В Сеуле я привык к тому, что староста вовсе не обязательно самый здоровый парень в классе. Иногда старостой назначали того, у кого были богатые родители, иногда — того, кто был силён в спорте и потому пользовался авторитетом, но чаще, кому быть старостой и его помощником, решали по успеваемости. Должность эта, помимо некоторого престижа, предполагала ещё и то, что староста будет посредником между нами и классным руководителем. Но даже в тех редких случаях, когда староста оказывался самым сильным, он никогда не использовал свою силу для того, чтобы давить других и превращать их в своих прислужников. Этого не могло быть просто потому, что старосту переизбирали, и такого диктатора ребята долго терпеть бы не стали. Но тут, видимо, староста был другого сорта.
— Ну и что? Значит, если староста зовёт, надо бежать к нему и ждать приказа? — спросил я, занимая последнюю линию обороны с решимостью настоящего сеульца.
Того, что произошло дальше, я даже не понял. Не успел я договорить, как все, кто смотрел на нас, расхохотались. Они ржали в шестьдесят глоток — в том числе и те, с кем я имел весь этот тяжкий разговор, и сам Ом Сок Дэ. Ржали так, словно я сморозил редкую чушь. Я поначалу совсем растерялся, а когда более-менее взял себя в руки, то попытался сообразить: что же я сказал такого весёлого? В этот момент тот парень, который отвечал за чистоту в классе, перестал наконец хохотать и спросил:
— Ты что, хочешь сказать, что если тебя зовет староста, то можно не подойти? Да ты в какую школу ходил? Где это было? Может, у вас там не было старост?
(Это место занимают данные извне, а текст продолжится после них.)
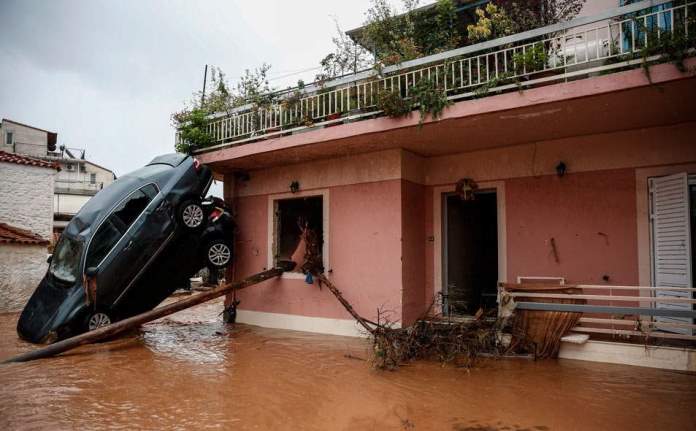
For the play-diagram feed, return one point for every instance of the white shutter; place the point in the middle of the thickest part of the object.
(671, 242)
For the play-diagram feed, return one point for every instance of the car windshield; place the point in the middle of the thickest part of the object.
(65, 263)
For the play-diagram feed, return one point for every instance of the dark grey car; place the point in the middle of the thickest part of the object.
(128, 248)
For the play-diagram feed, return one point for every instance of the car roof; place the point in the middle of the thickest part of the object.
(174, 159)
(100, 205)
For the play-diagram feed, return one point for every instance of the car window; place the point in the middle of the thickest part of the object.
(116, 225)
(104, 240)
(150, 190)
(130, 209)
(65, 263)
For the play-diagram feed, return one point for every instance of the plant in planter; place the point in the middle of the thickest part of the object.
(192, 128)
(532, 59)
(430, 99)
(492, 22)
(671, 46)
(192, 122)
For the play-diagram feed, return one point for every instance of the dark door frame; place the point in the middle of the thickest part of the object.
(444, 243)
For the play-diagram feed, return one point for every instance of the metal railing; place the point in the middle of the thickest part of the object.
(637, 311)
(614, 39)
(78, 187)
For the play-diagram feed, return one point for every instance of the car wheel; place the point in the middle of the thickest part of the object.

Тут у меня случилось нечто вроде помрачения сознания. Мне вдруг показалось, что я делаю что-то совсем дикое: отказываюсь выходить к доске, когда меня вызывает учитель. Взрывы хохота всё ещё продолжались. Я нерешительно подошел к Ом Сок Дэ, и он сразу сменил свой громогласный смех на благожелательную улыбку.
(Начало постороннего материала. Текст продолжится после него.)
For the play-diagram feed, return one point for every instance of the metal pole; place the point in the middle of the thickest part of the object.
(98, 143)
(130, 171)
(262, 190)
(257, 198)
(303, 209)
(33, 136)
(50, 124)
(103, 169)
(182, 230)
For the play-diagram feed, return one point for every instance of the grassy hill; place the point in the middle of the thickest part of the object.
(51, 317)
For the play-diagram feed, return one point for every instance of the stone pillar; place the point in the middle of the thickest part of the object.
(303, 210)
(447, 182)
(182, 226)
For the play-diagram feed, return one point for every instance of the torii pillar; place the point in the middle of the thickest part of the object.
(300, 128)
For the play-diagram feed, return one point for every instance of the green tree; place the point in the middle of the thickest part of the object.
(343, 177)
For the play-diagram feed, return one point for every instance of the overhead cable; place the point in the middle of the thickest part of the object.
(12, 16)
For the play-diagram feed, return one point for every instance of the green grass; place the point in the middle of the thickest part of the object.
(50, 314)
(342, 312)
— Ну что, разве трудно подойти на минутку? — мягко спросил он.
Я был так тронут его вежливостью, что меня подмывало вместо ответа подскочить, качая при этом головой. Но я был всё же настороже, хотя враждебность уже утекла куда-то на самое дно сознания. Эта настороженная враждебность не позволяла мне ронять достоинство.
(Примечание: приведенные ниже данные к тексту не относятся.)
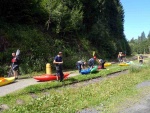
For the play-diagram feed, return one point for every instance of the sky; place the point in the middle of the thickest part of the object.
(137, 18)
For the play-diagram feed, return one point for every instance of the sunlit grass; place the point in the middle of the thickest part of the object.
(104, 96)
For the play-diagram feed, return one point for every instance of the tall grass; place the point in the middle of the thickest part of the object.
(104, 96)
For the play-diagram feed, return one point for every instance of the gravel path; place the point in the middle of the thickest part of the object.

Ом Сок Дэ был, конечно, человеком незаурядным. Сначала он мигом погасил мою злобу за то, что меня привели к нему насильно, а затем ещё и компенсировал мою обиду за то, что меня тут не представили в полной красе:
— В какую школу, ты говоришь, ходил в Сеуле? Большая это школа? У, какая здоровая! С нашей-то не сравнить, как ты думаешь?
Задавая эти вопросы, он давал мне отличную возможность похвастать своей сеульской школой. Я рассказал, что там было двадцать параллельных классов, что школа существовала уже шестьдесят лет, что в этом году после вступительных экзаменов около девяноста выпускников поступили в знаменитую школу высшей ступени Кёнги.
— А какие оценки у тебя были? На каком месте ты был по успеваемости? А что ещё ты умеешь делать? — спрашивал он, давая мне возможность хвастать.
И я хвастал: в четвёртом классе я завоевал диплом первой степени по корейскому языку (наша школа тогда проводила соревнования по каждому предмету), а год назад выиграл главный приз на конкурсе детского рисунка во дворце Кёнбок.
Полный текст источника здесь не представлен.